After a time we decided to set out for Sari, as I was anxious to see Perry, and to know that all was right with him. I had told Dian about our plan of emancipating the human race of Pellucidar, and she was fairly wild over it. She said that if Dacor, her brother, would only return he could easily be king of Amoz, and that then he and Ghak could form an alliance. That would give us a flying start, for the Sarians and the Amozites were both very powerful tribes. Once they had been armed with swords, and bows and arrows, and trained in their use we were confident that they could overcome any tribe that seemed disinclined to join the great army of federated states with which we were planning to march upon the Mahars.
I explained the various destructive engines of war which Perry and I could construct after a little experimentation—gunpowder, rifles, cannon, and the like, and Dian would clap her hands, and throw her arms about my neck, and tell me what a wonderful thing I was. She was beginning to think that I was omnipotent although I really hadn’t done anything but talk—but that is the way with women when they love. Perry used to say that if a fellow was one-tenth as remarkable as his wife or mother thought him, he would have the world by the tail with a down-hill drag.
The first time we started for Sari I stepped into a nest of poisonous vipers before we reached the valley. A little fellow stung me on the ankle, and Dian made me come back to the cave. She said that I mustn’t exercise, or it might prove fatal—if it had been a full-grown snake that struck me she said, I wouldn’t have moved a single pace from the nest—I’d have died in my tracks, so virulent is the poison. As it was I must have been laid up for quite a while, though Dian’s poultices of herbs and leaves finally reduced the swelling and drew out the poison.
The episode proved most fortunate, however, as it gave me an idea which added a thousand-fold to the value of my arrows as missiles of offense and defense. As soon as I was able to be about again, I sought out some adult vipers of the species which had stung me, and having killed them, I extracted their virus, smearing it upon the tips of several arrows. Later I shot a hyaenodon with one of these, and though my arrow inflicted but a superficial flesh wound the beast crumpled in death almost immediately after he was hit.

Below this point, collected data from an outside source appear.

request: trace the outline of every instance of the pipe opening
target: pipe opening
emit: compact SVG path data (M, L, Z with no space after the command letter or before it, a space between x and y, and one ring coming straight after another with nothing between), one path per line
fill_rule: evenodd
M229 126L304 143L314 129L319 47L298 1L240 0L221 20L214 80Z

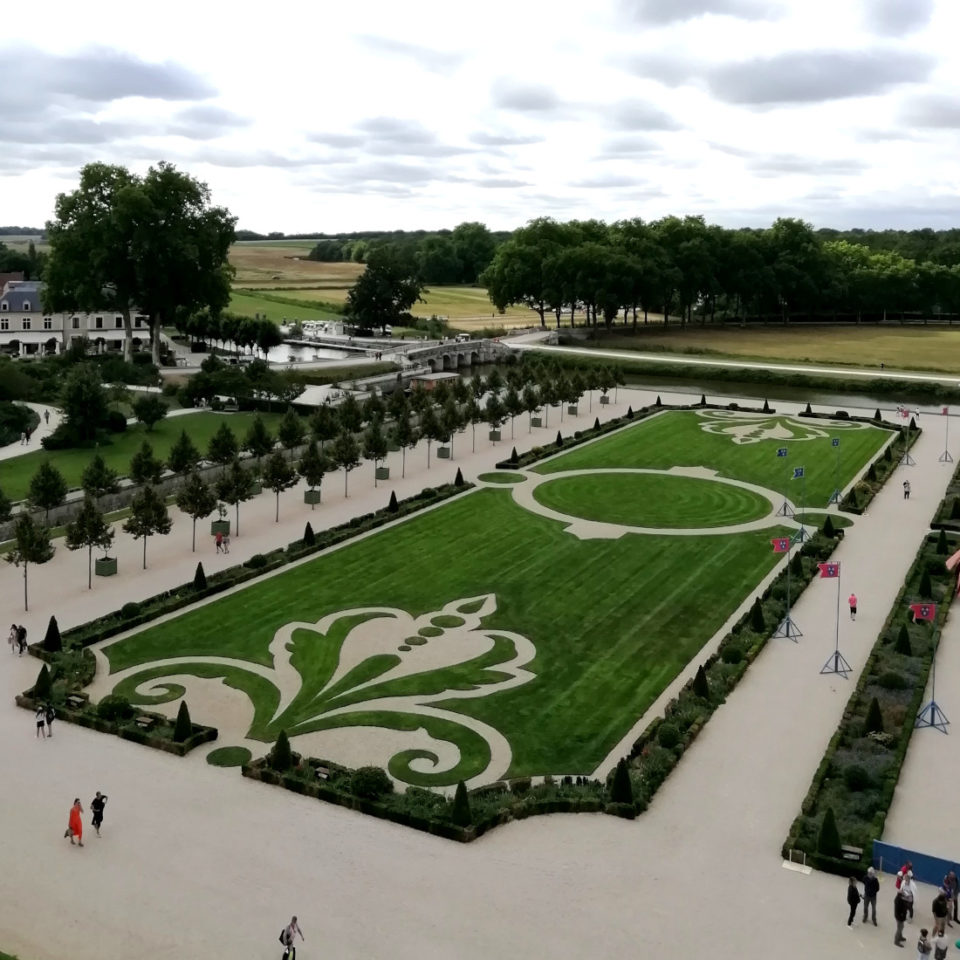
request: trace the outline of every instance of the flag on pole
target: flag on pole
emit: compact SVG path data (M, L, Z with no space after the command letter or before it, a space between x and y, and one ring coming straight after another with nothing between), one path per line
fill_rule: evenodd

We now set out once more for the land of the Sarians, and it was with feelings of sincere regret that we bade good-bye to our beautiful Garden of Eden, in the comparative peace and harmony of which we had lived the happiest moments of our lives. How long we had been there I did not know, for as I have told you, time had ceased to exist for me beneath that eternal noonday sun—it may have been an hour, or a month of earthly time; I do not know.